Daten aus dem deutschen Markt haben entscheidend dazu beigetragen, dass bestimmte Risikofaktoren genauer kalibriert werden konnten, insbesondere der Reserverisikofaktor für die Rechtsschutzversicherung. Das Risikoprofil der betroffenen Versicherer spiegelt sich nun besser wider.

Bei dem Volumenmaß für das Prämienrisiko schlägt EIOPA vor, zwischen Ein- und Mehrjahresverträgen zu differenzieren. Für Einjahresverträge, die den überwiegenden Anteil des deutschen Nicht-Lebensversicherungs-Geschäfts ausmachen, will EIOPA das Volumenmaß unverändert lassen. Für Mehrjahresverträge soll die derzeit bestehende Lücke bei zukünftigen Prämien aus dem Neugeschäft geschlossen werden. Allerdings werden diese Prämienanteile gleichzeitig mit einem Anpassungsfaktor korrigiert.

Insgesamt dürften sich die Anpassungen im Prämien- und Reserverisiko für die betroffenen Unternehmen tendenziell SCR-mindernd auswirken.

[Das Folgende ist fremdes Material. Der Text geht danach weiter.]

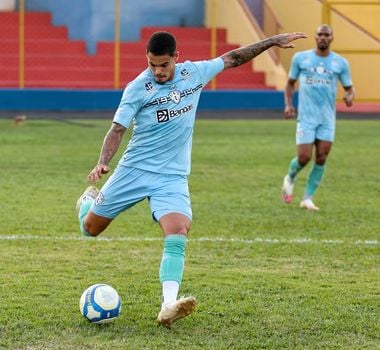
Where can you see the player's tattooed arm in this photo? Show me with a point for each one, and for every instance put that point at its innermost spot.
(110, 146)
(111, 143)
(244, 54)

Latente Steuern und Risikomarge

Zum Umgang mit der verlustabsorbierenden Wirkung latenter Steuern schlägt EIOPA mehrere Leitprinzipien vor, die in erster Linie bei der Prüfung der Werthaltigkeit aktiver latenter Steueransprüche Anwendung finden sollen. Die Leitprinzipien machen Vorgaben, die bei der Projektion zukünftiger versteuerbarer Gewinne nach dem 200-Jahres-Verlust im Rahmen der Werthaltigkeitsprüfung zu beachten sind.

Bei der Risikomarge beschränkte sich die Überprüfung auf den Kapitalkostensatz. Bei der Bestimmung des Kapitalkostensatzes hat EIOPA verschiedene Methoden untersucht, die im Ergebnis alle den aktuellen Wert von 6 Prozent bestätigen.